Material Culture

More than matter

Main question: How do objects make us feel?

Objects are ways be accompanied with feelings in memory. It is the symbol of a reminder which contains unique experience with ‘at the moment’ feelings of your senses that you could recall when you think about it, as a media. The most strongly emotions could be the relationship with another person, that come along with a whole life. I think of an example of myself which has been a print in my heart, is the taste of dumplings my grandma made. She has been passed by for years but I never forget the taste and the smelling of her dumplings. That is her speciality dish and she always did that for her granddaughters. This is the first time I begin to aware that I will never ever find that taste in my life since her gone, and the senses of her dumplings last strongly in my mind without being forced to be erased. The feeling is painful when you really what to eat something specifically but you know its no way of having it again, just like I’ve lost her forever. This is how I experience the emotion with an object, the inner connection between my mind and the real form in the world. In Ahmed’s work on happiness and affect have said that: ‘Affect is what sticks, or what sustains or preserves the connection between ideas, values, and object. … In such effective economies, emotion do things.’ (Ahmed 2010: 29)

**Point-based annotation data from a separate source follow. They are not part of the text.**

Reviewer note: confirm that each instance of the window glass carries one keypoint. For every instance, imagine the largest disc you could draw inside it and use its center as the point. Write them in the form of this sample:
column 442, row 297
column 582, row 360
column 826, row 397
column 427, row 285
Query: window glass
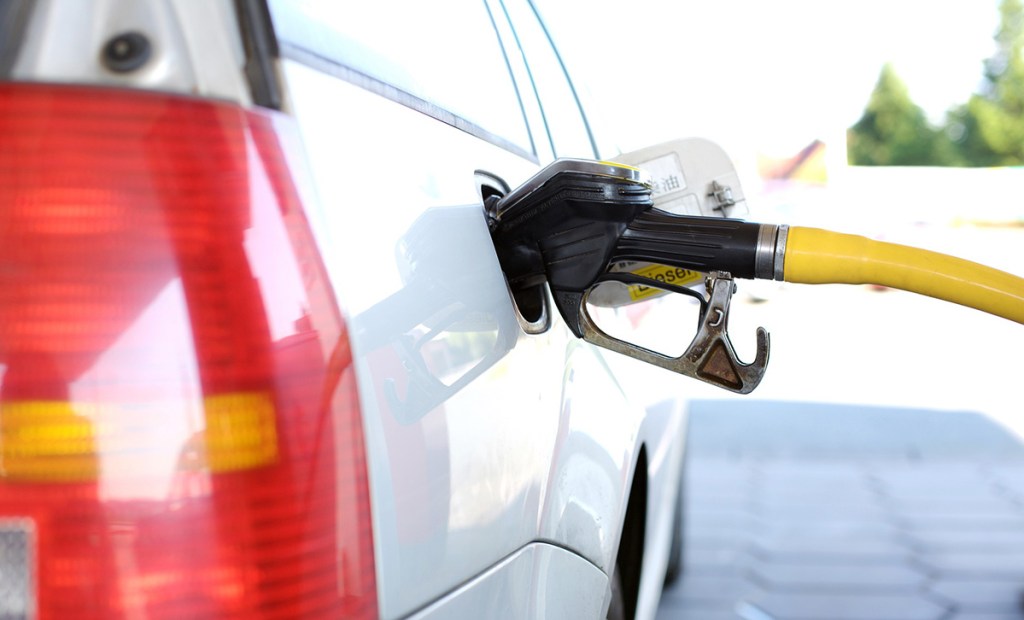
column 565, row 123
column 450, row 57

Because of the emotion, objects have carried more than themselves, beyond the values it was born with. If we got something without any meanings, feelings or memories, we will forget it and treat it only in a profit way like disposable dishware, a throwaway chopstickes.

In this lecture, we learned that objects influence us in three aspects:

The immaterial aspect means emotions, they seems like internalized and unreflexive, but they are much more than others actually, in the culture and social context. And because of the contagious of the emotions, many things which are not objects have been materialised.  The objects also keep the promise to us, so we attache them as its spirit of following happiness. Thus ‘objects as clusters of happiness’. (Berlant 2006)

The immaterial labour is the last aspect, that contains the immaterial works such as services or knowledge, since the labour intensive work is the production of economy. In return, to wrap the goods for attracting consumers, emotions become the dress in a familiar way, and it often works. So there will be more value inside of the objects which influence mainly on people, sometimes even more over it. ‘Emotional capitalism is a culture in which emotional and economical discourses and practices mutually shape each other.’ (Illouz 2007)

When it comes to different object holds different feelings, pointing out that we, human, are always trying to relate their emotions into anything they want, like a connection between them and their outer world. Object has been given the value in human’s way, because that is the way we understand and interpret the world to show our free spirit. Maybe in a metaphysical view, our thoughts on it is more ‘real’ for the specific person, which means the object represents a symbol of his/her mind.’The making of capitalism went hand in hand with the making of an intensely specialised emotional culture’. (Illouz 2007: 4).

For my objects, it is a gift from my best friend, so it shows out the friendship and her best wishes for me to have a good luck. Its a sense of good wishes and luck, so to make this immaterial feeling into a material shape, I think a full heart will be a good choice. A Full heart always represents to be the true sincere attitude of a person, also shows the warm feeling. As the metaphor fits together that sending good wishes is also a warm, sincere matter with a promising optimism, the symbol gives the same emotion to me.

 

 

References:

Ahmed, S (2010) The Promise of Happiness. Durham: Duke University Press.

Berlant, L (2006) ‘Cruel Optimism: Optimism and its Objects’. Differences 17 (5), 20-36.

Illouz, E (2007) Cold Intimacies: The Making of Emotional Capitalism. Cambridge: Polity Press.